I'm not going to lie and claim i understood every word, especially when programming code is on screen, for the most part i did, and if it is by whom it claims to be from then it's a very interesting insight by a former Microsoft software engineer.

It should also be noted that the date it was uploaded onto Youtube was Jan 21st so it could well be outdated by now.

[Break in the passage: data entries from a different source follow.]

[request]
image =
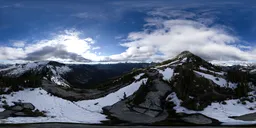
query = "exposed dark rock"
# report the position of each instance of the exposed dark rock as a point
(16, 108)
(197, 119)
(145, 106)
(28, 106)
(247, 117)
(20, 114)
(6, 114)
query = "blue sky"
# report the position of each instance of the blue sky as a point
(126, 30)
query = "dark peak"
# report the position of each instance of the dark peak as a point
(187, 54)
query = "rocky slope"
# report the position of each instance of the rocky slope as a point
(185, 90)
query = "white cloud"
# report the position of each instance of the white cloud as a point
(96, 48)
(65, 46)
(176, 36)
(19, 44)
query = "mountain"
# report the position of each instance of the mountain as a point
(66, 75)
(185, 90)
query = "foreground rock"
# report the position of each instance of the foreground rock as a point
(247, 117)
(197, 119)
(20, 110)
(146, 105)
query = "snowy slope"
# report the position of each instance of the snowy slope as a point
(60, 110)
(37, 68)
(218, 111)
(167, 73)
(217, 80)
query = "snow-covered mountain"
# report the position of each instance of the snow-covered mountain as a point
(183, 90)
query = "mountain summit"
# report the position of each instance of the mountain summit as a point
(183, 90)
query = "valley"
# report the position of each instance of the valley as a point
(185, 90)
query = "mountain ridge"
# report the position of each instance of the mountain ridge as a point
(185, 89)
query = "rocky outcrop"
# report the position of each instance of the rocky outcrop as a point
(197, 119)
(20, 110)
(146, 105)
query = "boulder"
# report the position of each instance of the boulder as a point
(6, 114)
(17, 108)
(28, 106)
(197, 119)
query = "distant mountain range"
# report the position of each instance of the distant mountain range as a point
(185, 90)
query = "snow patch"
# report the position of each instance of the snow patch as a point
(217, 80)
(217, 110)
(167, 73)
(61, 110)
(138, 76)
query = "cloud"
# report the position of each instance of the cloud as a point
(54, 52)
(175, 36)
(65, 46)
(18, 44)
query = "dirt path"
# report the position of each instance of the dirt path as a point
(60, 125)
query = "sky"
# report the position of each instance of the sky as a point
(126, 30)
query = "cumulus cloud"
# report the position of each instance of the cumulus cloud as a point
(66, 46)
(175, 36)
(18, 44)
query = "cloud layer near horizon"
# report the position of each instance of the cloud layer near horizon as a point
(167, 32)
(174, 36)
(169, 38)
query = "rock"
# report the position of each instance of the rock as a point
(197, 119)
(28, 106)
(16, 108)
(246, 117)
(20, 114)
(6, 114)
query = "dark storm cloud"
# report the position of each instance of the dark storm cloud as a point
(57, 52)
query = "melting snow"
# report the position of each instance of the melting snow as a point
(221, 82)
(204, 69)
(61, 110)
(218, 111)
(167, 73)
(138, 76)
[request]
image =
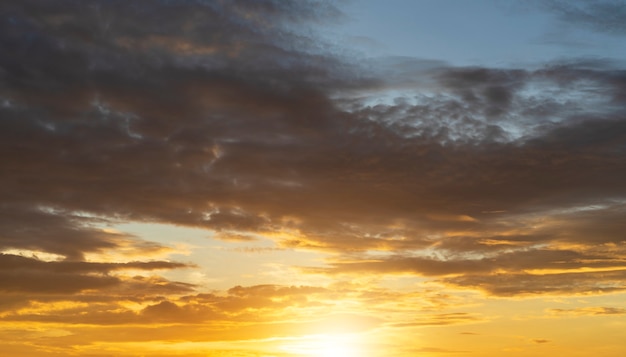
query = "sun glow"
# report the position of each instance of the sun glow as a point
(336, 345)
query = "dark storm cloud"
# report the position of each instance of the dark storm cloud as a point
(607, 16)
(230, 116)
(21, 274)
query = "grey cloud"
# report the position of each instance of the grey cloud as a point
(604, 16)
(527, 284)
(241, 124)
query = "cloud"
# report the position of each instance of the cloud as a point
(589, 311)
(603, 16)
(232, 117)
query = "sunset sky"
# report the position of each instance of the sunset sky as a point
(274, 178)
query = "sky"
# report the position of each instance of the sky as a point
(314, 178)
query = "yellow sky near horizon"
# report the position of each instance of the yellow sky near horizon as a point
(312, 178)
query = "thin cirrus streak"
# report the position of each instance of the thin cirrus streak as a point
(225, 178)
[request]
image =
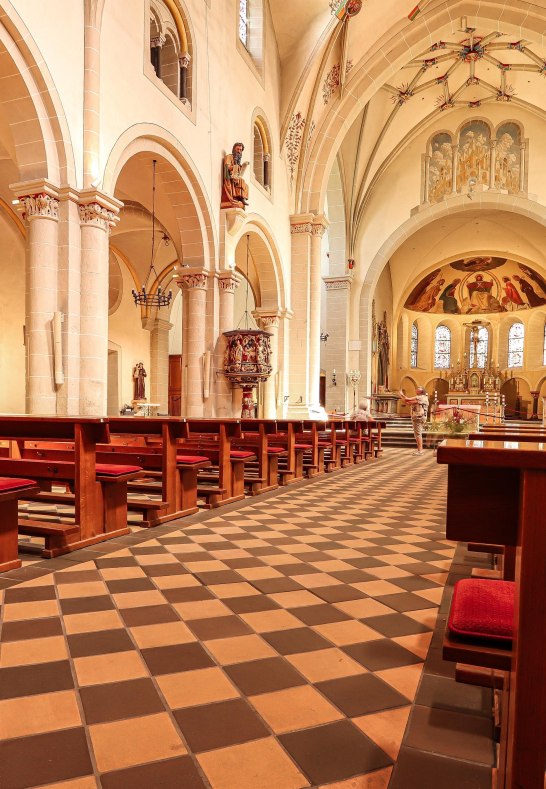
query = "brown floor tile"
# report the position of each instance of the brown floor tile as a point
(264, 676)
(44, 758)
(219, 725)
(126, 743)
(334, 752)
(261, 763)
(178, 773)
(361, 694)
(175, 658)
(119, 700)
(288, 642)
(30, 680)
(82, 644)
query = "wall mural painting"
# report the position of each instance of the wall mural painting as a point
(477, 286)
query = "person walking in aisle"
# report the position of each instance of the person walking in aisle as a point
(419, 411)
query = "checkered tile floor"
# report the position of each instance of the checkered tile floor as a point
(275, 644)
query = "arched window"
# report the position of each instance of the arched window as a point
(442, 348)
(261, 163)
(170, 49)
(479, 348)
(516, 339)
(414, 345)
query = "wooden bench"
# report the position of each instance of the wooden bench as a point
(11, 490)
(100, 494)
(496, 494)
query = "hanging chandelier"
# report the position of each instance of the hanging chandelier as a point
(158, 298)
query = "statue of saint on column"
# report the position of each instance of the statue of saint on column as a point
(234, 186)
(139, 384)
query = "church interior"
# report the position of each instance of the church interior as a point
(242, 243)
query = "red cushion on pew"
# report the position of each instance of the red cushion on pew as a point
(483, 608)
(115, 470)
(8, 483)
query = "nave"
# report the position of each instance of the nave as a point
(279, 642)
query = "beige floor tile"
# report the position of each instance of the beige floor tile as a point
(92, 622)
(27, 715)
(325, 664)
(386, 728)
(225, 591)
(32, 651)
(202, 609)
(268, 621)
(404, 679)
(162, 635)
(348, 632)
(191, 688)
(261, 764)
(135, 741)
(239, 649)
(361, 609)
(295, 708)
(113, 667)
(87, 589)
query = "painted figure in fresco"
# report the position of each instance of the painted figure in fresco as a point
(512, 296)
(139, 384)
(528, 291)
(535, 276)
(448, 298)
(235, 188)
(428, 299)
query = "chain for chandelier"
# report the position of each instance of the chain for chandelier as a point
(158, 298)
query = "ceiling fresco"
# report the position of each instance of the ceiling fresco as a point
(478, 286)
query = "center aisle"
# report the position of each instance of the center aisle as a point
(275, 644)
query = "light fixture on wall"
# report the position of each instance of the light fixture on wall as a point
(159, 298)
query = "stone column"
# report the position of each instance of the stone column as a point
(301, 228)
(97, 215)
(40, 208)
(159, 362)
(184, 62)
(492, 163)
(338, 291)
(454, 167)
(91, 91)
(320, 223)
(268, 320)
(228, 282)
(194, 281)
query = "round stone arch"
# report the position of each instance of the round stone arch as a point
(196, 237)
(42, 148)
(402, 42)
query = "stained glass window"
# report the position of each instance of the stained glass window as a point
(516, 337)
(442, 348)
(414, 345)
(243, 21)
(478, 351)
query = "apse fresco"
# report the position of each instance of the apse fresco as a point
(477, 286)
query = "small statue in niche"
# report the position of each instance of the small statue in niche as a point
(139, 384)
(234, 187)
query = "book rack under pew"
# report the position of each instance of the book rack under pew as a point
(99, 491)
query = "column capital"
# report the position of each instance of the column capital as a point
(228, 281)
(338, 283)
(192, 278)
(301, 223)
(39, 198)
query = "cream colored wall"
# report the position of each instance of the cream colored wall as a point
(12, 319)
(125, 330)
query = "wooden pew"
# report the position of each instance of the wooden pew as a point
(100, 495)
(11, 490)
(496, 494)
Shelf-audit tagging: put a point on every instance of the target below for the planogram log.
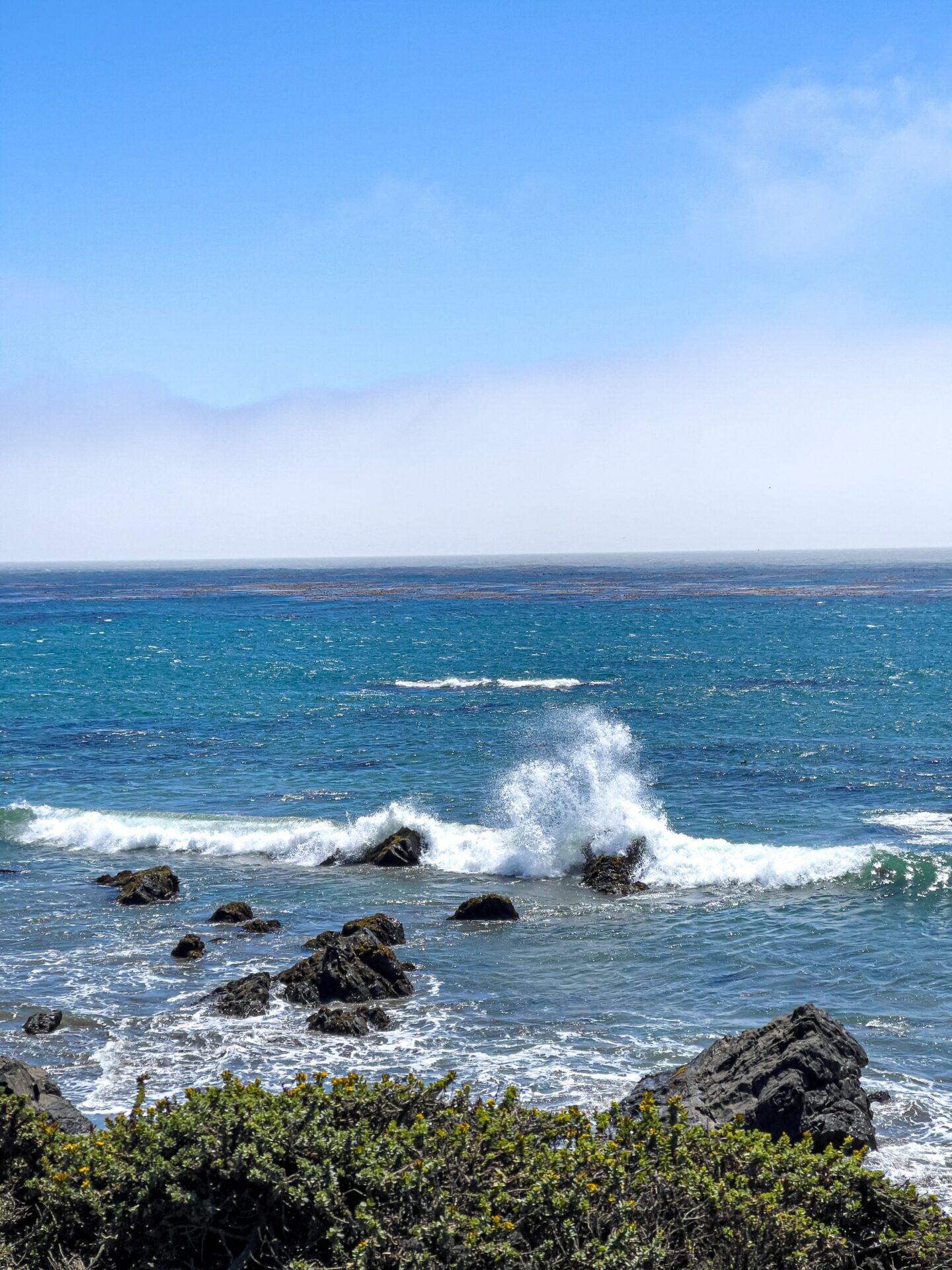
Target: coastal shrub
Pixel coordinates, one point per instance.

CrowdStrike IT Outage Explained by a Windows Developer
https://youtu.be/wAzEJxOo1ts?si=WzU3JIBNw5ucL4FY

Jay, back when I was working, my company was responsible for operating the administrative computers at a major NASA Center. The Operations Department Manager reporting to me was responsible for making two (2) magnetic backup tapes each night. One copy was kept in a local vault, and the other was taken offsite to an undisclosed location. On the rare occasion when really-bad weather was forecast, a 3rd backup tape was flown overnight to another Nasa Center. We were all big believers in backups, so I agree with your concern.

_________________
BB

Ya, I actually wrote an encrypted password system for a smaller NASA research center in Cleveland for their work terminals. It was actually a contest where the winner got $1500.00 and access to their date computers (LOL! I'm sure not everything...) I happened to win. My routine didn't even use true encryption but, rather logic operators such as "and, Or and Exclusive Or. The key was actually a 3.25 inch floppy with data scattered across multiple sectors that booted asking for the work station password. When the password was entered it would then go through a VERY convoluted series of specific sectors on the disk which were actually pretty different between different key floppies as when setup the key sectors were randomly selected and also protected by logic operators that had protected sectors to define. In today's terms it probably equated to 128 bit encryption which, in the early 1980s, was pretty intense.

_________________

Good for you. My Department Manager didn't have to get that intense...he just mounted the large tape reel, pushed a few buttons, and watched the reel whirl.

_________________
BB

In this case, I don't believe that backups would help. Bootable recovery media would and that's actually the primary solution, but the issue for many is that physical access was needed and these systems are in data centers and even remote locations where staff is limited. Manually addressing multiple systems is/was going to take time!

_________________
stephen boots
Microsoft MVP 2004 - 2020
"Life's always an adventure with computers!"